Okay, so more about parameterization. So what we saw was when we rendered the report, you go to the render with parameters or knit with parameters, but from the command line you can pass in your parameters just through a list like this, okay, and it's really straightforward. The second thing is you might want to change your analysis depending on which endpoint you're looking at. If you're looking at a categorical outcome, you're not going to want to fit a linear model, or at least you shouldn't.

So in that case you may want to tailor your analysis depending on the parameter endpoint, but again it's just, you know, another thing that you can compute on within a chunk. Also if something goes wrong with your analysis, then if you're handling the error appropriately, if you're using try-catch or something like that, you can compute on that and then have a trial document that says something helpful like, you know, something's gone wrong, contact your friendly data scientist, you know, here's his details, okay?

So the other last thing back to XKCD is how long should you spend parameterizing your report and setting things up? Now this is kind of alarming. I know that JD Long has also talked to this graph today, but the thing I want to impress on you is basically, you know, this is over five years.
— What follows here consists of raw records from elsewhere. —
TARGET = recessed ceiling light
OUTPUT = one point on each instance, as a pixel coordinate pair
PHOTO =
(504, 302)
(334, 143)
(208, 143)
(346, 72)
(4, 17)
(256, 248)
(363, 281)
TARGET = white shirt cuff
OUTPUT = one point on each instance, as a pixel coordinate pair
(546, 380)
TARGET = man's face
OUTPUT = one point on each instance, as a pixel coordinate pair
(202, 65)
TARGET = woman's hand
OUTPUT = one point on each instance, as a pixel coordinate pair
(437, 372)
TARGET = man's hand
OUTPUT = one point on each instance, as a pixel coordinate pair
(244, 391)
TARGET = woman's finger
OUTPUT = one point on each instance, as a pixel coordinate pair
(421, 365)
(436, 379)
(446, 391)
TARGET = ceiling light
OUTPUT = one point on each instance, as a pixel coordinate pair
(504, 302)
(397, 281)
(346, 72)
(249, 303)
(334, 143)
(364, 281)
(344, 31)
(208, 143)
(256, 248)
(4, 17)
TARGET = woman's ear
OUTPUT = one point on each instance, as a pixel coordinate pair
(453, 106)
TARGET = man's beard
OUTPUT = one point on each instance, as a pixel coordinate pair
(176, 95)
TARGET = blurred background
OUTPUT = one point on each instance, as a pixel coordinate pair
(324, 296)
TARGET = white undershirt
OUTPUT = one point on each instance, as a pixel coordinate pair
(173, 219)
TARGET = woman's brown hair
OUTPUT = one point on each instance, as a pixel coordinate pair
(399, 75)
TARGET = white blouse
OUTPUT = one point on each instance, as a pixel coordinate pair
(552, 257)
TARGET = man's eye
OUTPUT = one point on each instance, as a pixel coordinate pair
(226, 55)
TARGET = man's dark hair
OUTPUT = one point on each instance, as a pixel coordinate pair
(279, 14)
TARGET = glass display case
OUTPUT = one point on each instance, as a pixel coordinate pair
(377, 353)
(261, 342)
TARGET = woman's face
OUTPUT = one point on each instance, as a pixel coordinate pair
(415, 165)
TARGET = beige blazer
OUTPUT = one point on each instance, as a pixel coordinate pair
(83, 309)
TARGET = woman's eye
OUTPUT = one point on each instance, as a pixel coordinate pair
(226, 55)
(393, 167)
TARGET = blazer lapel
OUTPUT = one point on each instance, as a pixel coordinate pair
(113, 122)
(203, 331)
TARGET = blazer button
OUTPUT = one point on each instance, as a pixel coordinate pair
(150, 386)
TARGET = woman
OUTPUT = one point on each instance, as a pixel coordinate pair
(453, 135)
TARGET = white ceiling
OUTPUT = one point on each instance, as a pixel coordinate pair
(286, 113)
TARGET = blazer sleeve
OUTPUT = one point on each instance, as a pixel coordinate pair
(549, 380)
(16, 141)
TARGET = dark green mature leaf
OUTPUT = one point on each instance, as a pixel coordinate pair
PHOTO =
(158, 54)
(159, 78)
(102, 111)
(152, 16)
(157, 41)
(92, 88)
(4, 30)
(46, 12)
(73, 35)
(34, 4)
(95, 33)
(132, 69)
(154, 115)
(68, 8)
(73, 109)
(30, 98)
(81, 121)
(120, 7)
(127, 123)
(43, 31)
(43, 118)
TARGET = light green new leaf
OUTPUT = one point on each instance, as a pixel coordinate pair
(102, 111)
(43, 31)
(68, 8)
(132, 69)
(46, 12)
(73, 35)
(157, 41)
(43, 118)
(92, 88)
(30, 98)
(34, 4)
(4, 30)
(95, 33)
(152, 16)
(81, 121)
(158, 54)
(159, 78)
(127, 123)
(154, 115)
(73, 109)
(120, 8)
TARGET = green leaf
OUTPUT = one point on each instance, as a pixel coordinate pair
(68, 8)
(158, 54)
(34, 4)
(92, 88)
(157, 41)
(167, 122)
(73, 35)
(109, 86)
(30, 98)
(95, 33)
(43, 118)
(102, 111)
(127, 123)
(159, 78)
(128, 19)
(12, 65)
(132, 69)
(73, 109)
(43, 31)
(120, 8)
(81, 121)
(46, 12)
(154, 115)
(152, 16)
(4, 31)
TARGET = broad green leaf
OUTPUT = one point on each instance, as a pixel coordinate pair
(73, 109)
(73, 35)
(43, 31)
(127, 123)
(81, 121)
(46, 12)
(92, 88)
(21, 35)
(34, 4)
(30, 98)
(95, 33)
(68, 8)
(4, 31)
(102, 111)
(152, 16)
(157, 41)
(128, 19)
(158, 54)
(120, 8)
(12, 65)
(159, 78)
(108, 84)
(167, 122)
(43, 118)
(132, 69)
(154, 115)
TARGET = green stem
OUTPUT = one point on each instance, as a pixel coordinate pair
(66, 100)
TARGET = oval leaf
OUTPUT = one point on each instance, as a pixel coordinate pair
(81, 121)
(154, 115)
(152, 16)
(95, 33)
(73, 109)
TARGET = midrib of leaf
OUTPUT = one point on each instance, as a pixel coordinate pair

So, you know, if you spend a day or two days or five days sorting this out, then, and only two people are going to use it once every six months, maybe I wasted my time. But on the other hand I got a conference talk out of it, so that's good.

Anyway, thank you very much for your attention. Feel free to ask questions.

Q&A

All right, thank you very much, Mike. We have time for questions before the break for lunch. Hands, please.

Can I ask one myself? So you're building all of this wonderful machinery and then you move on and somebody else has to maintain it. How many of the people that you work with understand and value the machinery that you've just shown us?

Ooh, that's a tricky question. Not many at present. And how are you tackling that? Well, I've just done the train the trainer on the tidyverse and I'm here, so I'm going to go back and evangelize and, you know, but yes, it's a problem that we need to try to roll this out and get more and more people familiar with how it works.